La prigione era un lamento continuo, con gemiti di dolore, crisi di rabbia e singhiozzi continui, un luogo dove si potevano udire tutti i modi in cui degli esseri umani tentavano di affrontare la sofferenza.

E il peggio era sicuramente essere stati privati anche di questo, della possibilità di sfogarci, perché era stato nuovamente istituito un coprifuoco che segnava l'inizio di un silenzio totale che sarebbe dovuto durare fino all'alba della mattina dopo. Le punizioni corporali se avessimo disubbidito alle regole, soprattutto a quella, sarebbero state ben più gravi adesso che le "guardie buone" erano andate in ferie.

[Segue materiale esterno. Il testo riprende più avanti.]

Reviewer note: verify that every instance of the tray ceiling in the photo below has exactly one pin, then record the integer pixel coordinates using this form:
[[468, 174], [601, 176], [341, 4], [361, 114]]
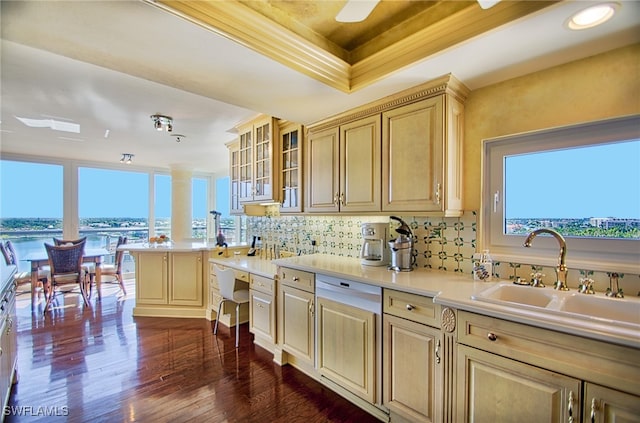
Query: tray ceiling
[[305, 36]]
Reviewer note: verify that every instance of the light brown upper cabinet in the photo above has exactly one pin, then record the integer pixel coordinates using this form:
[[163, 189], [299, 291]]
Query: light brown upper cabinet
[[402, 153], [257, 160], [422, 157], [234, 177], [343, 167], [290, 167]]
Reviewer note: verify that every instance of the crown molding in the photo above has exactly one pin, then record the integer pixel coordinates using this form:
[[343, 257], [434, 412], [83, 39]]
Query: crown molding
[[233, 20]]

In quelle due settimane non c'era nessuno che avrebbe preso le nostre difese, che avrebbe guardato i nostri interessi, ma c'era chi, di quella situazione temporanea, se ne era approfittato.

Lo ricordai quando mi voltai di lato, una volta terminata la colica, e venni colpito da una fitta acuta che partì dal fianco e si propagò fino alla spina dorsale. Cairo si era divertito parecchio quando mi aveva beccato mentre tentavo di consolare a distanza Rem, visto che le nostre due celle erano una di fronte all'altra, dopo aver sentito i suoi gemiti sofferenti soffocati dal cuscino. La punta di ferro del suo piede, fasciato da un paio di stivali di marca, si era scagliata più volte sul mio fianco e poi sulla mia schiena, creando delle ecchimosi dal colore violaceo che ancora, a distanza di un paio di giorni, mi facevano male.

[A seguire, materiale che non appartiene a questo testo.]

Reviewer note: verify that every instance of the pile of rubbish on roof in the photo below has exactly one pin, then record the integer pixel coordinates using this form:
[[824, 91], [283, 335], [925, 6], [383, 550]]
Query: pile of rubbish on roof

Ricordavo di non essermi opposto alle percosse, di non aver alzato un dito per difendermi. Avevo accettato il mio crudo destino nel più totale silenzio, soffocando i miei gemiti di dolore tenendo la bocca sigillata, e distraendo il mio cervello con delle allucinazioni. Ogni volta che mi trovavo in quelle situazioni vedevo una bambina dalla coda bionda, corta e scombinata, che da lontano mi sorrideva e in qualche modo leniva il mio dolore. L'avevo vista anche quella volta.

Ricordavo bene di aver pensato soltanto "ti prego torna", solo questo. E di averlo scritto a ripetizione, di aver riempito due pagine del mio taccuino giallo con quelle tre parole. Ti prego, torna. 

Il rumore di una manganellata sul ferro della mia cella mi fece aprire gli occhi di scatto, puntandoli verso l'artefice. «Chi dorme non piglia pesci amico mio!».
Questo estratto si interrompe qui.